Nisenbaum has a thriving career. She has exhibited globally and has enjoyed shows at Tate Liverpool, MOCA Los Angeles, the Minneapolis Institute of Arts, and the São Paulo Museum of Art. In 2017, she was included in the Whitney Biennial.

I am drawn to art history so I can re-present it. I would like to tell a different story, one from a female point of view.

Allison Zuckerman

"Athenian Scholars" by Allison Zuckerman

Allison Zuckerman (b. 1990, Harrisburg, PA; based in New York City)

Portrait artist Allison Zuckerman holds a BFA from the University of Pennsylvania, and an MFA from the School of the Art Institute of Chicago. Allison's practice is based on an innovative strategy of appropriation. She takes a selection of female-orientated images from diverse art historical periods and, through the application of acrylic paint and CMYK ink, fuses them into colorful and bold-looking collages. Her work unapologetically juxtaposes pop imagery with motifs drawn from the most celebrated works of Old Masters and seminal modern artists, such as Picasso and Cézanne. Sometimes she includes imagery from over 30 artists in a single painting. Alongside these references, the artist overlaps elements taken from our daily lives, such as emojis and pop-culture references. All of these elements come together in a satirical and irreverent aesthetic that intends to redefine the role of female figures in Western art’s historical canon.

Zuckerman’s works begin as digital collages that she then prints on canvas and paints on top of. Interestingly, as the artist shared in this interview, she frequently makes her many visual references explicit through the inclusion of diagrams that depict the art historical sources behind each work, all of which are from male artists as a means of subverting the primacy they have had throughout art history. In the artist’s words: “There’s no denying the contributions and significance of these artists; it’s about pointing out the inequalities that they have benefited from—unintentionally or intentionally. There’s a level of admiration that I feel, but it’s also about saying, well, you’re not going to get away with it anymore.”

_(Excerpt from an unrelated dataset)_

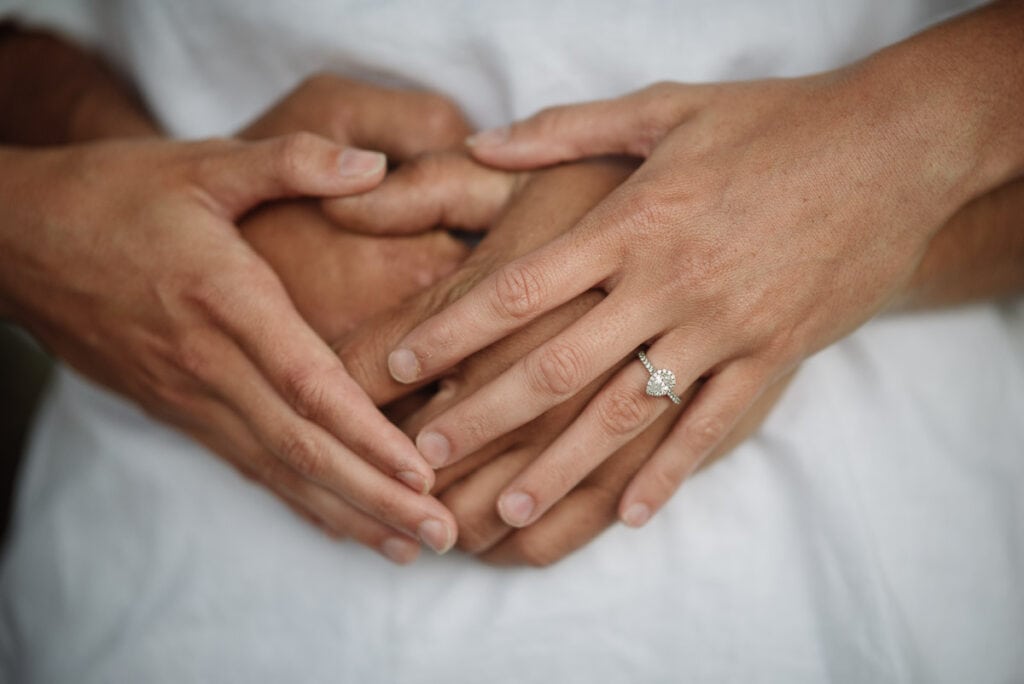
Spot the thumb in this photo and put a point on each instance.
(629, 125)
(245, 174)
(443, 189)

This young artist’s rapid rise to fame was mainly due to her Instagram feed @allisonzuckerman (nowadays with 27k followers) which was discovered by art dealer March Wehby who later introduced her to the Rubells’, one of the most influential contemporary art collectors and patrons in the world. The couple ended up buying more than 20 artworks on their first studio visit and invited Allison to their prestigious residency program in 2017. From there the artist’s career took off. Consequently, Zuckerman has presented work in galleries across the globe and has exhibited her work in solo museum shows at The Akron Art Museum, The Herzliya Museum of Contemporary Art, and The University of Florida in Gainesville. Given the pop nature of her work, she is also sought after by brands to produce works and content for them. Some of her notable collaborations include Veuve Clicquot, TODs, Charli XCX, Elle USA, and Vogue Italia.